I am using a failover script that pings an outside source for example Google DNS also the router has bandwidth based failover setup.
All is fine except when a power failure happened’s or a reboot is required. The failover works by increasing the route distances and here is where the problem lies. After a power outage or reboot the environmental variables are reset to zero but the routes remain the same. The script sends pings through the defunked ISP1 finding there is still a problem and again increases the routes from say 3 to 6 and so on.

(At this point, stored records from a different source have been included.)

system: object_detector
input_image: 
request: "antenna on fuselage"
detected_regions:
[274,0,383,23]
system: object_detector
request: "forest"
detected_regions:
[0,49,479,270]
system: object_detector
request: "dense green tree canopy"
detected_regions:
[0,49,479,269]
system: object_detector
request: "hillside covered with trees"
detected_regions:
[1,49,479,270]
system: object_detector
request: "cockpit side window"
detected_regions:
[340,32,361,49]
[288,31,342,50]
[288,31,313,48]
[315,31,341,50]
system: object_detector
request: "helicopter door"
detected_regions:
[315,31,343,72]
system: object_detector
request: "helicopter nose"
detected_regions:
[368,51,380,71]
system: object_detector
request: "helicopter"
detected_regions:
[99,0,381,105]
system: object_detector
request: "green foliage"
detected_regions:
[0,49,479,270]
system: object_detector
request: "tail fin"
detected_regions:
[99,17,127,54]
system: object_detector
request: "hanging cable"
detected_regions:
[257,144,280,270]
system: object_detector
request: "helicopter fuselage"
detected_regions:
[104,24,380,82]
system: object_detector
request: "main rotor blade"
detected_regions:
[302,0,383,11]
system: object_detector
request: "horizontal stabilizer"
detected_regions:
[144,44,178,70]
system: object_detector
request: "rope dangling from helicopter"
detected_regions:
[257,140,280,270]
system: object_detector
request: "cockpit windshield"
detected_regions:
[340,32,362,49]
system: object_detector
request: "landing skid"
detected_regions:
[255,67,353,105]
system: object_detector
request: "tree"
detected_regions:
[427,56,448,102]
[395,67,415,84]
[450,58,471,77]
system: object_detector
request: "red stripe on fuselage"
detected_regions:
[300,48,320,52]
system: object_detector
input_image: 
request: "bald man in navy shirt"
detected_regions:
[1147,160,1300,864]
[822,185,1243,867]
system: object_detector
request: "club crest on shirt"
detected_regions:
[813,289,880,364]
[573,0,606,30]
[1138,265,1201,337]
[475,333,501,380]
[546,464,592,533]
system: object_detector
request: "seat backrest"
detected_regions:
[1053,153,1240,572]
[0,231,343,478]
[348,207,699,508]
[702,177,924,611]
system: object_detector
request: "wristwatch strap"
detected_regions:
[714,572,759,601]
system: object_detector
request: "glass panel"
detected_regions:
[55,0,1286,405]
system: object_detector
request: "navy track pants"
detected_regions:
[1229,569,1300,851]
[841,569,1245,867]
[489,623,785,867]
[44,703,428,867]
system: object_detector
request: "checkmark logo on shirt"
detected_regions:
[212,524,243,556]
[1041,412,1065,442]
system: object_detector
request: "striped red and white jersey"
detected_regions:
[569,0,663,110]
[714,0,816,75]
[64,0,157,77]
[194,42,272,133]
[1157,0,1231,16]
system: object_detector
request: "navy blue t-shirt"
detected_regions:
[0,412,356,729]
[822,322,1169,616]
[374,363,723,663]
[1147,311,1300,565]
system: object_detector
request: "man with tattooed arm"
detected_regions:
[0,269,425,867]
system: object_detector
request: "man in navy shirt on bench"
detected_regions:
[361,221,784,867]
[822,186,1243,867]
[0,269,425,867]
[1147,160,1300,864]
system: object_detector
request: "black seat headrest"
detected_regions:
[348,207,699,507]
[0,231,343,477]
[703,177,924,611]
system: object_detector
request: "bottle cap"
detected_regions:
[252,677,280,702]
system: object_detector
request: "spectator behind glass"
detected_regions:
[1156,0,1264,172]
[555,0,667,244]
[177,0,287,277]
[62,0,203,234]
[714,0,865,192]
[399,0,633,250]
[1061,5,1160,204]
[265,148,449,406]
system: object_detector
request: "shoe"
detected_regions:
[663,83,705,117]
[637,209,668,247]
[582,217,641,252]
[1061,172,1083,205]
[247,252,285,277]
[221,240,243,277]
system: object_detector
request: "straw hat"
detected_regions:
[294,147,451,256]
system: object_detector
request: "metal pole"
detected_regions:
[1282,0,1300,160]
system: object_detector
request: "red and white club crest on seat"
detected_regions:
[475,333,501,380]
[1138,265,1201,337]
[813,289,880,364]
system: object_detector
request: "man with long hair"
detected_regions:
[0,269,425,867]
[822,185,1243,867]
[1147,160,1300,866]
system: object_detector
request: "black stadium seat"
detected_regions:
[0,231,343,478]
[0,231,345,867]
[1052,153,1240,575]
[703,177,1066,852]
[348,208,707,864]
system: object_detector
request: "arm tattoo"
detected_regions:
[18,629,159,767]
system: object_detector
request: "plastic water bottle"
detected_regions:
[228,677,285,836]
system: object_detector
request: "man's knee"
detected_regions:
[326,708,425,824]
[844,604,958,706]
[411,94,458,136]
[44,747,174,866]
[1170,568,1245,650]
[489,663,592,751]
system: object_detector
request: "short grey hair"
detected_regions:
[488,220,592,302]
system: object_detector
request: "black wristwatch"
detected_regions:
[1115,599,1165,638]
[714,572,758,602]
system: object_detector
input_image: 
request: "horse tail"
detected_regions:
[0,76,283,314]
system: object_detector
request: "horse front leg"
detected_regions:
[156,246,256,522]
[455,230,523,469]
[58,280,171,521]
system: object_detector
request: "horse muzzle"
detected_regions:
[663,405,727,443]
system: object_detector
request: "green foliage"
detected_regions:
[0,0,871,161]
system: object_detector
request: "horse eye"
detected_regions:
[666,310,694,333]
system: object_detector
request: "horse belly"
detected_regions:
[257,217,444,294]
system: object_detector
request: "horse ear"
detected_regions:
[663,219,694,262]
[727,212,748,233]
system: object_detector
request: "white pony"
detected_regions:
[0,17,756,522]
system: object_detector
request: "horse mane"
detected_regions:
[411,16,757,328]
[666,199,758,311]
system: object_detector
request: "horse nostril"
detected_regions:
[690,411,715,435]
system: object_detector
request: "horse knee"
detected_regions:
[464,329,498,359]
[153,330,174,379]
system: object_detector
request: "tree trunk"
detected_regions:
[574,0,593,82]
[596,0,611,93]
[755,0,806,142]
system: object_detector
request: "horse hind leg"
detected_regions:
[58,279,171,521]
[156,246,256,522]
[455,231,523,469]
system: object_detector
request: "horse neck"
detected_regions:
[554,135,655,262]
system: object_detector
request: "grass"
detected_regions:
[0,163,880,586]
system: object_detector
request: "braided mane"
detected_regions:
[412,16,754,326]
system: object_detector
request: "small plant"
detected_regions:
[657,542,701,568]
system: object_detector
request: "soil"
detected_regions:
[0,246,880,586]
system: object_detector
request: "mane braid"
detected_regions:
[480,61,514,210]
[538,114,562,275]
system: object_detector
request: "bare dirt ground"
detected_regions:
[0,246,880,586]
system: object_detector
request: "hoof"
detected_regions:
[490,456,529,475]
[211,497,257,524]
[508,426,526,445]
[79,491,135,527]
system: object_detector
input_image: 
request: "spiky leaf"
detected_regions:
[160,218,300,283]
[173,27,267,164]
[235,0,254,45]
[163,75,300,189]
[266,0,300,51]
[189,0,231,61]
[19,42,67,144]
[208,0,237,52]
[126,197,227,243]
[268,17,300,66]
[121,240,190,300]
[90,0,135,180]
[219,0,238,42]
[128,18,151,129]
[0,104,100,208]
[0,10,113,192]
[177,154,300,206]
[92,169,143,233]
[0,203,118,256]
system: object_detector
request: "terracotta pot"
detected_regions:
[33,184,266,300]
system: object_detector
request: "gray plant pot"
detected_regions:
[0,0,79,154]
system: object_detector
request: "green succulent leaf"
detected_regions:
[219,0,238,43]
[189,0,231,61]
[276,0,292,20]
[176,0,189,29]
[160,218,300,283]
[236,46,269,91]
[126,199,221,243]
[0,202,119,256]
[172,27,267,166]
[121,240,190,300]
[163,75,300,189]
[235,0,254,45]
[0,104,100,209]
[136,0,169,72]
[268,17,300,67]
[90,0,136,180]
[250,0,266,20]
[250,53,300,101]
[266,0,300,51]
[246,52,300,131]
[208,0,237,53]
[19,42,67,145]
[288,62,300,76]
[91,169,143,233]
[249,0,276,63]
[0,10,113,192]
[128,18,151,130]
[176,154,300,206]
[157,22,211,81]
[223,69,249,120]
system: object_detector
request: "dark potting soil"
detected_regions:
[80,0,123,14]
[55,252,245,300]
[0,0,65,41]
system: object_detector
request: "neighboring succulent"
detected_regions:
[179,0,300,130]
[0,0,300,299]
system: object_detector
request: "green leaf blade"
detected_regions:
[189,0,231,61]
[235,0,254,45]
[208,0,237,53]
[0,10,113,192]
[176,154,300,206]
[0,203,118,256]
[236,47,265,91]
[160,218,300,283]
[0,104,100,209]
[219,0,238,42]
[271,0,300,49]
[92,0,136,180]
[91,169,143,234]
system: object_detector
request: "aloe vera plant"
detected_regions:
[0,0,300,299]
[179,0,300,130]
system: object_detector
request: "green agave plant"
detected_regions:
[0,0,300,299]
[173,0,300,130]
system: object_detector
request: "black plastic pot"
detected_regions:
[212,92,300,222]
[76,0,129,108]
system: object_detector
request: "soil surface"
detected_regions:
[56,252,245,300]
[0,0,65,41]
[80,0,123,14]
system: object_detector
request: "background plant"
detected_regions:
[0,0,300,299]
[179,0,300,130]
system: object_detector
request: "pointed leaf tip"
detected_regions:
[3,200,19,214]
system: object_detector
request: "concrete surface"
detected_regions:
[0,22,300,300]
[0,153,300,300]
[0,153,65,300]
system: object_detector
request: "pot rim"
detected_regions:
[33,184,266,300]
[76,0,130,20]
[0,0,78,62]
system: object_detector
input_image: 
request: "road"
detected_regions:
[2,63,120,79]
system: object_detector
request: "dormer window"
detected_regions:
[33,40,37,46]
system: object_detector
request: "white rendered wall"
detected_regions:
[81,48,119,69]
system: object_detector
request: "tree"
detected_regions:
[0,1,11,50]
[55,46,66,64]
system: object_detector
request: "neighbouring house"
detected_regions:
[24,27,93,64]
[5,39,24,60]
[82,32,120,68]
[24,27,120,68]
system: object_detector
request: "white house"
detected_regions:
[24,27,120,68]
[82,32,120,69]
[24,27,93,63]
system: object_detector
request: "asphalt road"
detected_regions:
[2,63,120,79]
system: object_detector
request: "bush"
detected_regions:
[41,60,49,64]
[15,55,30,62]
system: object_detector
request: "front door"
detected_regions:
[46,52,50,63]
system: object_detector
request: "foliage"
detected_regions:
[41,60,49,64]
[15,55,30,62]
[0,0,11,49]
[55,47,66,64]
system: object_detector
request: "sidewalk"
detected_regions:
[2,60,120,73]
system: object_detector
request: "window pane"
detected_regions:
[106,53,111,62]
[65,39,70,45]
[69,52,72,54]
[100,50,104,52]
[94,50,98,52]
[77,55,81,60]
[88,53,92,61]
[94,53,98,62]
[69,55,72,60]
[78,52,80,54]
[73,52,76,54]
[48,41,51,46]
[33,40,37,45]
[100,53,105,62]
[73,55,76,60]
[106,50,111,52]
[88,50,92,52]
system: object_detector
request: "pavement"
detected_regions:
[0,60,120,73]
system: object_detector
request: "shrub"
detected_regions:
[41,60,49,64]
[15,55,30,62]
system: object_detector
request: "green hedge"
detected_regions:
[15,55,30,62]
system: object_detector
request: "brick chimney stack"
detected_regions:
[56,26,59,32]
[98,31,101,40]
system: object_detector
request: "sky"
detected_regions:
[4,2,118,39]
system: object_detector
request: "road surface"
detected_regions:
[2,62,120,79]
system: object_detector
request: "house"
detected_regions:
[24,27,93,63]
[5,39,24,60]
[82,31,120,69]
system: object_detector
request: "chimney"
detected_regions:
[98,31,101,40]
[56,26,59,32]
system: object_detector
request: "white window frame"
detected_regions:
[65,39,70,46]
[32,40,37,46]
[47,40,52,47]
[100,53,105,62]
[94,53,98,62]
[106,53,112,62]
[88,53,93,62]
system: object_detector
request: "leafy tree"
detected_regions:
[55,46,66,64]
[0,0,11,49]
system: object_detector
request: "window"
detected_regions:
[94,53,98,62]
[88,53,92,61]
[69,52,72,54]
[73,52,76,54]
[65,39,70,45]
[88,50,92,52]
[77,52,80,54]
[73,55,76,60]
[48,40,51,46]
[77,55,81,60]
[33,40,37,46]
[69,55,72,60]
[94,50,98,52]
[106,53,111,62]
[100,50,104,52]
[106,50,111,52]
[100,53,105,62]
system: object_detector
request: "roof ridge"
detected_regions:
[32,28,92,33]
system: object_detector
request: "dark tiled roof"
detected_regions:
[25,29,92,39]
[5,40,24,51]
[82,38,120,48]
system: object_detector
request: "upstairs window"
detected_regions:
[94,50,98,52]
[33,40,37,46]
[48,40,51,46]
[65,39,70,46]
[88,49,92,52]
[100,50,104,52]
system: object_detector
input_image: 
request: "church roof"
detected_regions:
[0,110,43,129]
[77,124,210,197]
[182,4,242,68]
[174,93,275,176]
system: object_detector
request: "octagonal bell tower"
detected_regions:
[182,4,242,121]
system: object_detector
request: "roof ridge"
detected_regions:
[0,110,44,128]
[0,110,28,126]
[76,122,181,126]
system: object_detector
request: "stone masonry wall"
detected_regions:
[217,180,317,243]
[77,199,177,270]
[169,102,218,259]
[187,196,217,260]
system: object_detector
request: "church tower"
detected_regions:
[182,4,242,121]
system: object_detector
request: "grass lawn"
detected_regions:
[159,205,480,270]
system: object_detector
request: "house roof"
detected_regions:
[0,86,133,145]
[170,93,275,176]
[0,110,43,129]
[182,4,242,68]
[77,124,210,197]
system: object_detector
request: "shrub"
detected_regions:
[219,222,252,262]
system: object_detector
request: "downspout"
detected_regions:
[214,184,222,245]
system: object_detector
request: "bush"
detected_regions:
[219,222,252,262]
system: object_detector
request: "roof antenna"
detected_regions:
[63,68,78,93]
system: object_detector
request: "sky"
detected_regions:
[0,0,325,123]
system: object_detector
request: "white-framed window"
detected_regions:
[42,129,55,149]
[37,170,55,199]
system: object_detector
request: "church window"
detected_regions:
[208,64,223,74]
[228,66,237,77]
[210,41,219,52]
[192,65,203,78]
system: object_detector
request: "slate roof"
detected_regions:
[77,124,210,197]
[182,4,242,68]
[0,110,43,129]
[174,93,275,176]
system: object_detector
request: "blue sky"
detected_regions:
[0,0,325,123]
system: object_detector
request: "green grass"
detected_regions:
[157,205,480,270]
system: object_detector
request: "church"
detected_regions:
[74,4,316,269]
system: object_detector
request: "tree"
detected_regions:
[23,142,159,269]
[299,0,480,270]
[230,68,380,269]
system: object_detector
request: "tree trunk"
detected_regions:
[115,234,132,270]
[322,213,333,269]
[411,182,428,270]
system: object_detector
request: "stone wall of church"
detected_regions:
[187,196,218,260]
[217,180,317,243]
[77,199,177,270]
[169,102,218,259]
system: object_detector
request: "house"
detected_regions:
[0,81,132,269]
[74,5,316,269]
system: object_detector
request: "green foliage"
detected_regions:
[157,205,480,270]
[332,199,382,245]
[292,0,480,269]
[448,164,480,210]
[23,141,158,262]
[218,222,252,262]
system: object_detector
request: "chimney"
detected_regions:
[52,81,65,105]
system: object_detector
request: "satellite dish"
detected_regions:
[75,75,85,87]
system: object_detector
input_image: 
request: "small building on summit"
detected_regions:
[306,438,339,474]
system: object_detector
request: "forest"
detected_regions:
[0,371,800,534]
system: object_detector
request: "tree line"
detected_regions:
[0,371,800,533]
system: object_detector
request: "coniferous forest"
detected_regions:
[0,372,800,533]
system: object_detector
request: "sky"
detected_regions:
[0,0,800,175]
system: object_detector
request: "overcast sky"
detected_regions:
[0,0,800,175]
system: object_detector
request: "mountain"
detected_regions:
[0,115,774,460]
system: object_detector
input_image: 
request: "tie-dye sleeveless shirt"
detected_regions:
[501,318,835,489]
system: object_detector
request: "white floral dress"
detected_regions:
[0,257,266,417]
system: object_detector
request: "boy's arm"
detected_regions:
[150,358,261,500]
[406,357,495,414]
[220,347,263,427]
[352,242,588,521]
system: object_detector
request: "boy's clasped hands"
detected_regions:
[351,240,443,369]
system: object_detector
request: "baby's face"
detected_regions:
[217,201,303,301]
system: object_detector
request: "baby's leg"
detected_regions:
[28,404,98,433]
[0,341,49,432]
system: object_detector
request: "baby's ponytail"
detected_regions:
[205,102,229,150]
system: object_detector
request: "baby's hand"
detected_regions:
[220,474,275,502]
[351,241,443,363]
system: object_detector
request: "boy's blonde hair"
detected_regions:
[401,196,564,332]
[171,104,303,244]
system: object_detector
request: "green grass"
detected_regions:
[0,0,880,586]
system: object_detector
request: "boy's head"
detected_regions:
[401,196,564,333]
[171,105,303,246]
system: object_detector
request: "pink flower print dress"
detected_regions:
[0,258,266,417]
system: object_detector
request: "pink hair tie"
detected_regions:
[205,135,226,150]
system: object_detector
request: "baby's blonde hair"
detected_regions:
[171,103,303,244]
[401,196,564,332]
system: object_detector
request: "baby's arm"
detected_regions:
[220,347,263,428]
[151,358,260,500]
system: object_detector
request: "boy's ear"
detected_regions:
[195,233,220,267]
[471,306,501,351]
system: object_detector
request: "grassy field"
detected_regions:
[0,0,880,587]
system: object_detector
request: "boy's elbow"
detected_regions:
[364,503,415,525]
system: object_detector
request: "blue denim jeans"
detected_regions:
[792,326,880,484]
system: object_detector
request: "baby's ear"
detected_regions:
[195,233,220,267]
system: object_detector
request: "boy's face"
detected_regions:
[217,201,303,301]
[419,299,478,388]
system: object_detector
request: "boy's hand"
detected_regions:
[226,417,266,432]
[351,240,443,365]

:local InterfaceISP1 ether1-WAN1
:local InterfaceISP2 ether2-WAN2
:local ISP1 Interface1
:local ISP2 Interface2
:local ISP2s Interface2
:local PingTarget 8.8.8.8
:local FailTreshold 15
:local DistanceIncrease1 2
:local DistanceIncrease2 1
:local DistanceIncrease2s 2
:global PingFailCountISP1
:global PingFailCountISP2
:if ([:typeof $PingFailCountISP1] = "nothing") do={:set PingFailCountISP1 0}
:if ([:typeof $PingFailCountISP2] = "nothing") do={:set PingFailCountISP2 0}
:local PingResult
:set PingResult [ping $PingTarget count=1 interface=$InterfaceISP1]
:put $PingResult
:if ($PingResult = 0) do={
:if ($PingFailCountISP1 < ($FailTreshold + 2)) do={
:set PingFailCountISP1 ($PingFailCountISP1 + 1)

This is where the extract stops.